Divided Council Approves Budget with No Tax Increase

While unexpected revenues and some juggling brought the proposed town tax increase for 2014 to zero, some Town Councilors pressed for and won further cuts. The Town Council took its final vote on the 2014 budget at its May 14 meeting. The final bottom-line budget passed 4-3, with Councilors Brad Benson, Neil Wetherbee and Phyllis Katsakiores opposed. Katsakiores, who was having health problems, participated in the discussion by speaker phone.

Town Administrator John Anderson and Chief Financial Officer Frank Childs presented the budget and the proposed changes. The working budget after the May 2 public hearing was $37,093,858 for all town services, plus $6,425,869 for water, wastewater, cable and the TIF (Tax Increment Finance) district, which are self-funding. The total budget was $43,519,727.

Anderson and Childs wielded their red pencils to bring it down to $37,061,798 for town services, and a total of $43,487,667. Anderson and Childs explained the changes. The town’s assessed value has risen to $2,346,884, a $14,945,245 net increase over the 2012 valuation, Anderson said. That brought the projected tax rate to 7 cents per $1,000, down from the projected 9 cents per $1,000.

After its recent legal troubles, the Local Government Center was ordered to return funds to the towns it serves, and did so in the form of a “contribution holiday,” or temporary reduced rate, Anderson said. Derry will be able to retain $80,000 as revenue, slicing another 3 cents from the proposed tax rate. Cutting $17,060 from Information Technology also factored in, he said.

Anderson and Childs then looked at the “690 accounts,” a section of the budget reserved for capital items of $5,000 or more. They determined to use fund balance for those items, instead of raising the money by taxation.
The efforts by the two administrators brought the estimated town portion of the tax rate down to $10.39, a zero percent increase over 2013, Anderson said.

“Will this create problems down the road?” Benson asked of using the fund balance. Anderson said it would. “You will need $900,000 next year just to keep you even,” he said, noting that the town would be going into the 2015 budget process with a $400,000 hole.

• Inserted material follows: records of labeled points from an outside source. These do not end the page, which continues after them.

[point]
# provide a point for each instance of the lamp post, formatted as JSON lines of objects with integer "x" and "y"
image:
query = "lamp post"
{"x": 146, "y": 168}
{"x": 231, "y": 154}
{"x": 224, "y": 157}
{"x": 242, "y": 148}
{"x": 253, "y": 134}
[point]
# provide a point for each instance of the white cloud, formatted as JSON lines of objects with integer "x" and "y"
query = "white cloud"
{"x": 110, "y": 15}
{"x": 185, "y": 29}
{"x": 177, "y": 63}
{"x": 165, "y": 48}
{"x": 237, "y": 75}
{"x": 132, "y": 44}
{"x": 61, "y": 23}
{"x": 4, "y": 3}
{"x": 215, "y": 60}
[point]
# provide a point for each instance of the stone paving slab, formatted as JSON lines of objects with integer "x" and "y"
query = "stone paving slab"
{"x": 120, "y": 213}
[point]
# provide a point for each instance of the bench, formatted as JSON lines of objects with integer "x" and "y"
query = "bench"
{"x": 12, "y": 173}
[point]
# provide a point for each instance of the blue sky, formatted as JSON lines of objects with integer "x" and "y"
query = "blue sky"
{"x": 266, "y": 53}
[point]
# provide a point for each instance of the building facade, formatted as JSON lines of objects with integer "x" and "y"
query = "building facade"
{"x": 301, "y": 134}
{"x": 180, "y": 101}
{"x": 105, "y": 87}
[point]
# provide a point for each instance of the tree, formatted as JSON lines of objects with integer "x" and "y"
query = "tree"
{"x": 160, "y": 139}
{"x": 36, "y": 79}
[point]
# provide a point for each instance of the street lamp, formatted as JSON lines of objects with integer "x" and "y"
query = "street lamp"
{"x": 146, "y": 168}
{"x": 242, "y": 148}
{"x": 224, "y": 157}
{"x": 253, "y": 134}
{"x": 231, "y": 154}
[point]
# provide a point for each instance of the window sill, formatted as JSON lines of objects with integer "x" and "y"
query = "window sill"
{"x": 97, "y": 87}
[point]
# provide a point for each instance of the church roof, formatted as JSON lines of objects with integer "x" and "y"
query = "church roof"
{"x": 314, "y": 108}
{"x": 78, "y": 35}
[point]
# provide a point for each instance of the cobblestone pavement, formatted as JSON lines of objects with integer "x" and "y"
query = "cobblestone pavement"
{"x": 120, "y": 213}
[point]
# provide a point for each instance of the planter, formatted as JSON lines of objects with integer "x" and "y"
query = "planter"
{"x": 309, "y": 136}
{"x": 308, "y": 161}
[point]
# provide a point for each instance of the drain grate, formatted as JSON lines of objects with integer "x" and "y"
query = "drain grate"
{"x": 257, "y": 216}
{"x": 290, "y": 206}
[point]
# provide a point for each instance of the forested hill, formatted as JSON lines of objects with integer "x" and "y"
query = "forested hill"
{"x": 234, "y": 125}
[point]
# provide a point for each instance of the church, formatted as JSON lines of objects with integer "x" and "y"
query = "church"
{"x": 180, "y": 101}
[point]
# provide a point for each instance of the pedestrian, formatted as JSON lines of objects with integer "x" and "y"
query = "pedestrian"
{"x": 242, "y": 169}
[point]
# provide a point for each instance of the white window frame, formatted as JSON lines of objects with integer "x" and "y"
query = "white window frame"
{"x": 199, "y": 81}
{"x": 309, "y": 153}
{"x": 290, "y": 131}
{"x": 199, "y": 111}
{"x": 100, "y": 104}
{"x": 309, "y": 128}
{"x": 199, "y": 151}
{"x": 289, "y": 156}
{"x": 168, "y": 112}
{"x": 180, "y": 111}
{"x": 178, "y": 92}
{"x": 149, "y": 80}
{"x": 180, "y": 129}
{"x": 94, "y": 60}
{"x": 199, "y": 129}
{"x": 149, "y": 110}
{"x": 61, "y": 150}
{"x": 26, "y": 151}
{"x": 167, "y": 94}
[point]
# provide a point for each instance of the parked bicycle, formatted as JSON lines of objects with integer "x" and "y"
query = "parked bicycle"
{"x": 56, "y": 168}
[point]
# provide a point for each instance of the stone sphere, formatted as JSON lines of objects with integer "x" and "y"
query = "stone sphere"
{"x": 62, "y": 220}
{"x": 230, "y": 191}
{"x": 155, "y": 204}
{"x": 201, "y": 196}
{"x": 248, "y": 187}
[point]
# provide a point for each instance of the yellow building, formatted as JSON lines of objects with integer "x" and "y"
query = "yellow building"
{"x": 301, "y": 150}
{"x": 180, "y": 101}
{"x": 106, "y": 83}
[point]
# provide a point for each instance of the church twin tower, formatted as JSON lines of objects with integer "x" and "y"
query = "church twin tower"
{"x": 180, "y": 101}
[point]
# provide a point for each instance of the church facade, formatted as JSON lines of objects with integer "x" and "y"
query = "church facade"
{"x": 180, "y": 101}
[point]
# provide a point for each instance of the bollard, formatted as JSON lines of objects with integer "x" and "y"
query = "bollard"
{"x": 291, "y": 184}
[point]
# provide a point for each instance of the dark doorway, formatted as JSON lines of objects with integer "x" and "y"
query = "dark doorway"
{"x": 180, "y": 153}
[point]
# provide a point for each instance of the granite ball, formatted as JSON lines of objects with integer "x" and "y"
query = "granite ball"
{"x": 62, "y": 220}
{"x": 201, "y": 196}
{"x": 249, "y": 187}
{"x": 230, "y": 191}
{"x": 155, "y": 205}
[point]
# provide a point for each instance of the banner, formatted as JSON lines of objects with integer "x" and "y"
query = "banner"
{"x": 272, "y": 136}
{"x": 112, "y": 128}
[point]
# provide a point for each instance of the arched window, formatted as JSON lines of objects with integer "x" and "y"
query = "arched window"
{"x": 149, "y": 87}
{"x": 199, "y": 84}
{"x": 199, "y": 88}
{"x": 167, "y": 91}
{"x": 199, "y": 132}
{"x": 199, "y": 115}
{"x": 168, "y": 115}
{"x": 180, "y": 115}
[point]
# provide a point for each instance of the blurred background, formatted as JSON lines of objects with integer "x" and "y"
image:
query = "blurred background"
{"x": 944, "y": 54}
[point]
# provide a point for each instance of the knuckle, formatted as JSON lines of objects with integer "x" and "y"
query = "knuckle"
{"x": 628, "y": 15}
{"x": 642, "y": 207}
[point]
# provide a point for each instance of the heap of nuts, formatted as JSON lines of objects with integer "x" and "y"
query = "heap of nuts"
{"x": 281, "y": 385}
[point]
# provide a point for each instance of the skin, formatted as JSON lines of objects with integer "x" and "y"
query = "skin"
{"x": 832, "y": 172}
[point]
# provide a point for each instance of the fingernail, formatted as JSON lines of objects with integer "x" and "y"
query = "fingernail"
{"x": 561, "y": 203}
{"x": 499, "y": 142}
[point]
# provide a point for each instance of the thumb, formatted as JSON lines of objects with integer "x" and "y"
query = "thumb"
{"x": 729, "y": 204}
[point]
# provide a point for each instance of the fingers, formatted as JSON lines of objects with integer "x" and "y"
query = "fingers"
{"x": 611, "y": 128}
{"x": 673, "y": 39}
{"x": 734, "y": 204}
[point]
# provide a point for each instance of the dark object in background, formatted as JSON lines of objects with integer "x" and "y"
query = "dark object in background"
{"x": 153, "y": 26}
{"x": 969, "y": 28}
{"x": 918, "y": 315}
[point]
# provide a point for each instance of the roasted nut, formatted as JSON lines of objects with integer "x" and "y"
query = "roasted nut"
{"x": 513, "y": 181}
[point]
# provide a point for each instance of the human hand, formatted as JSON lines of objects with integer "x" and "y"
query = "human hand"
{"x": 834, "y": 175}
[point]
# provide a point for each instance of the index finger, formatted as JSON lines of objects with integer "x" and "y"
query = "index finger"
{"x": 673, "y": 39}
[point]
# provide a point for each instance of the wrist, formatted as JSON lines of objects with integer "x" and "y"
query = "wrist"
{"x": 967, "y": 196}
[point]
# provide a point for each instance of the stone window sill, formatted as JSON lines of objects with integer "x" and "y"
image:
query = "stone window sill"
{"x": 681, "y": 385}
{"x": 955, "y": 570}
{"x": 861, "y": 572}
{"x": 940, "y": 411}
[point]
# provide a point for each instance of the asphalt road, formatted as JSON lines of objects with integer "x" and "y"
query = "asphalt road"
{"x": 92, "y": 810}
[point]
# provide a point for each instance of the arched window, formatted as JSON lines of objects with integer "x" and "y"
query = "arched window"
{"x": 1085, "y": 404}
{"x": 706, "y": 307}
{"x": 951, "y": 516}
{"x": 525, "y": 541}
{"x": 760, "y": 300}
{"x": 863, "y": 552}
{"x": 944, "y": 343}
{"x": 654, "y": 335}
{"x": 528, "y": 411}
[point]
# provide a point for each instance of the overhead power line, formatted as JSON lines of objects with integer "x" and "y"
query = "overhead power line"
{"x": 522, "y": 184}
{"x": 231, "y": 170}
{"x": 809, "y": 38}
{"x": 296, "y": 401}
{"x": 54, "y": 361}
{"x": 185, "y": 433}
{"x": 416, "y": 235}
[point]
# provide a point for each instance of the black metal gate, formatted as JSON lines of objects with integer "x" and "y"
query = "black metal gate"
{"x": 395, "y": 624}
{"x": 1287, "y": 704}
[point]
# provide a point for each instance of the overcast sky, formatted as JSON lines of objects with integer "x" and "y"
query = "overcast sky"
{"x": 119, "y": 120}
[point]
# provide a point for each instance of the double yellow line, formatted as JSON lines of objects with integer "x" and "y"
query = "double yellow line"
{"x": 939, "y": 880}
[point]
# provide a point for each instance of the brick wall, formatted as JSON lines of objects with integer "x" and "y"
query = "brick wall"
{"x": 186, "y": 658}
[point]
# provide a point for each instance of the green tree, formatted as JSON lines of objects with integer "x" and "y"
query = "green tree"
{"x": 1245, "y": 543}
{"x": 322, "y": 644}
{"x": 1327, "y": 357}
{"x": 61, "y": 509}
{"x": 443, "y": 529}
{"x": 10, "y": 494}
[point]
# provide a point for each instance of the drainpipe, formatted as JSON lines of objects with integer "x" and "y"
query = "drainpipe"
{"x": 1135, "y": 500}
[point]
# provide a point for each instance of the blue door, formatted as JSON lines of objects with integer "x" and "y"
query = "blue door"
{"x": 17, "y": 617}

The problem with the town’s tax cap, Anderson explained, is that “If we use the fund balance this year, we can’t use it next year.” “So next year we as a council would have to be more diligent, more particular?” Councilor Mark Osborne asked. “You would have to find $400,000,” Anderson responded.

Benson worried that the cuts would affect “goods and services” provided by the town, and noted that as union contracts cannot be changed, the town would have to start cutting personnel. “We are going to create problems for the next council,” Benson said. He also expressed concern about a proposal by community member Lynn Perkins to cut all household taxes by $1,800 (See related story page 5.)

Further Cuts
Some Council members pressed for further cuts and zeroed in on the Farmers Market and Economic Development (See related story page 1). In earlier meetings, Police Chief Ed Garone had spoken to the need for replacing police cruisers, leasing 11 new cruisers at $117,000. Garone cited safety issues and noted that several cruisers have more than 100,000 miles on them.

Osborne asked, “Instead of 11 new cruisers, could you come up with a number for four?” Osborne, who had spoken against leasing new cruisers, said he was willing to amend his prior position.
“We could use the four new ones to replace the ones with the highest mileage,” he suggested.
Anderson said he didn’t have that number at hand. “I trust my department heads to run their own departments,” he said.

Garone took the microphone and said it wasn’t that easy. He didn’t have the trade-in value at hand for the four cars with the highest mileage, he said. A ballpark figure of $30,000 had been used for all 11 cars, “the good, the bad and the ugly,” he said, adding, “but here you’re just talking about the ugly.”

The concept of the lease policy was to level-fund the vehicle line and keep the town away from “spikes,” Garone pointed out. It was a progressive policy 15 years ago – “We were one of the first departments in the state to do this,” he said.

Because of the tax cap, funding only four cars would also create a hole for next year, Garone said.
Childs said, “If we don’t turn in those seven cruisers, we will have to look at how much we need to increase the maintenance line.”

Wetherbee and Benson chided Osborne for allegedly not preparing for the budget process. “With all due respect, you should have done your homework,” Wetherbee said. Benson added, “You should have talked to Frank.”
In view of Anderson’s and Childs’ work on further cuts, Osborne withdrew his motion on the police cruisers.
The Council voted 4-3 to accept the budget and voted 7-0-0 to accept the Capital Improvement Plan at $3,316,195.